Seit Anfang des Winters war ich nicht mehr aus dem Haus gegangen. Draußen war es kalt und ich hatte keine Lust, mir mehrere Lagen Kleider anzuziehen. Das bevorstehende Weihnachtsfest kündigte sich bereits im Oktober an, in Supermärkten und Schaufenstern, und das alles stimmte mich traurig.
Zur Ablenkung machte ich kleine Dinge kaputt. Eine Fernbedienung, eine Uhr, einen tragbaren CD-Player. Und ich aß Schnee vom Fensterbrett, weil ich hoffte, mich zu erkälten, mir eine hartnäckige, aber ungefährliche Krankheit zuzuziehen.
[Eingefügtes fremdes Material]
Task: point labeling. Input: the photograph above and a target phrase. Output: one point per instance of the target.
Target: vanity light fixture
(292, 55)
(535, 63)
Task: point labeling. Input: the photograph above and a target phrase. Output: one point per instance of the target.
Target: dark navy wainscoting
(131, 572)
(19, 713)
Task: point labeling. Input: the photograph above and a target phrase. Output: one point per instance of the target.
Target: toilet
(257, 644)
Auch in der Schule wurde ich schwächer, ein Jahr vor der Matura. Als ich eines Tages vor Desinteresse gar nicht mehr aus dem Bett kam, blieb meiner Mutter wohl nichts anderes übrig, als Verstärkung anzufordern. Meine Großeltern erklärten sich bereit, eine Weile bei uns zu wohnen.
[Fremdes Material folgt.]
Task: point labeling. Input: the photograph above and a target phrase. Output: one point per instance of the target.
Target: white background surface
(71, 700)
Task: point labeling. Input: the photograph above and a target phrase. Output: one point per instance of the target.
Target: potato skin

Mein Großvater war, seit ich ihn das letzte Mal gesehen hatte, ungewöhnlich aus der Form gegangen. Er war jetzt so dick, dass er unmöglich auf einen Toilettensitz passen konnte, und ich grübelte lange nach, wie er sich seine Schuhe zubinden mochte, und fand keine Antwort. Sein Gang wirkte wie der Ausdruckstanz zu einer melancholisch blubbernden Melodie auf der Bassklarinette. Ein dicker Mann ist immer etwas Witziges, und tatsächlich lachte ich den ganzen ersten Abend, als wir zusammen beim Essen saßen (ich war tatsächlich wieder aufgestanden!). Es war wie ein Slapstick-Stillleben. Ganz im Unterschied zu der Erscheinung meiner Großmutter: Eine dicke Frau ist immer etwas Ernstes, etwas Folgenschweres. Ein Ergebnis, keine Pointe. Ein an irgendeiner Stelle schiefgegangenes Experiment. Ihr dicker Körper verlieh ihr eine ungewöhnlich tiefe Stimme, vor der ich mich anfangs fürchtete. Eines Tages hörte ich sie abends beim Zähneputzen gurgeln und flüchtete entsetzt in mein Zimmer.
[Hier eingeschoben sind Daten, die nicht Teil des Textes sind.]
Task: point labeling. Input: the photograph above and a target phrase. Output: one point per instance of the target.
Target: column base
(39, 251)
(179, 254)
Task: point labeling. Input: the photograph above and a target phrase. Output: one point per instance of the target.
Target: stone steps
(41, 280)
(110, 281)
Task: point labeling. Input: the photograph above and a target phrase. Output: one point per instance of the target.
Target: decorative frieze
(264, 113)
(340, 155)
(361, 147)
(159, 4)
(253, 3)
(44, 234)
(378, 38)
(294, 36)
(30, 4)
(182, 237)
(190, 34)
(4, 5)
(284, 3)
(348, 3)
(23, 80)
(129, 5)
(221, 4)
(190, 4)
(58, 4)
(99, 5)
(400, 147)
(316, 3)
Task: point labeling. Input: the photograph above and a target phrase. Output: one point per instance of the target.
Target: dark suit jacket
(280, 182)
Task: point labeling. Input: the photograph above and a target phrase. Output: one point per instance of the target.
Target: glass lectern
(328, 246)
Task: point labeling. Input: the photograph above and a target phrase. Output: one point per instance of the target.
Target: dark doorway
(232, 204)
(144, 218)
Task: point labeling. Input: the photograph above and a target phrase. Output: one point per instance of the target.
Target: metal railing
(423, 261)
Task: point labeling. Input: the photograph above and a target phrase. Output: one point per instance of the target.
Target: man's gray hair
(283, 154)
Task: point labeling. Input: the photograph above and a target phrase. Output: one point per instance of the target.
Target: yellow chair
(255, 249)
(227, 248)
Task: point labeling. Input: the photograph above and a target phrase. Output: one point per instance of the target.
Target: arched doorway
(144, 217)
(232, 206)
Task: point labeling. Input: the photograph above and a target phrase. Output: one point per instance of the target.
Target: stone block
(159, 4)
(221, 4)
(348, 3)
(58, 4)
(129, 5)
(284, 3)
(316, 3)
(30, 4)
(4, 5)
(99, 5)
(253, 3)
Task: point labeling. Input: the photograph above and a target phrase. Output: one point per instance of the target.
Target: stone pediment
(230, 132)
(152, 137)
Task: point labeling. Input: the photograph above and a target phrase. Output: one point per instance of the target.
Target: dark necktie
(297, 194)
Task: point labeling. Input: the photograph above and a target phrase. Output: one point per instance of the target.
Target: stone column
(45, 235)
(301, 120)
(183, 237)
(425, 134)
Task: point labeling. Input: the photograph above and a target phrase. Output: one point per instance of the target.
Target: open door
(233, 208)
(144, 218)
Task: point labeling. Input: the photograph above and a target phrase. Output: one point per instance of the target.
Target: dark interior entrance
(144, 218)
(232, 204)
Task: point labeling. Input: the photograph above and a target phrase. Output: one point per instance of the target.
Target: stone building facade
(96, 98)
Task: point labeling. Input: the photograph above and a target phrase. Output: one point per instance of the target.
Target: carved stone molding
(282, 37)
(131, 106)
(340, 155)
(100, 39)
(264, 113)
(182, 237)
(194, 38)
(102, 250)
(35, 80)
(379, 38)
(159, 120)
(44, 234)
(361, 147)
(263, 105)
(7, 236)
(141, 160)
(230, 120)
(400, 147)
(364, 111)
Meine Großmutter trug immer dasselbe dunkelblaue Jäckchen, von dem große, ovale Knöpfe perlten. Diese Knöpfe berührte sie ausschließlich mit den Fingerspitzen, als wären sie sehr kostbar und zerbrechlich; und wenn man sie einmal einen ganzen Tag lang beobachtete, konnte man nicht umhin zu bemerken, dass die Knöpfe sie genauso zärtlich behandelten wie sie die Knöpfe. Als sie bei uns einzog, stellte sie als erstes ein Bild ihres Vaters auf ein Fensterbrett. Niemand hatte etwas dagegen. Sie musste es um sich haben, auch wenn sie verreist war. Das Bild, das einen Mann mit strengem Blick und einem weißen Auge zeigte, hatte schon viele Hotelzimmer gesehen. Manchmal, wenn sie sich unbeobachtet glaubte, nahm meine Großmutter das Bild vom Fensterbrett und drückte es an sich, als wollte sie ihm die Brust geben.

(aus: DIE FREQUENZEN. Roman. Residenz Verlag 2009).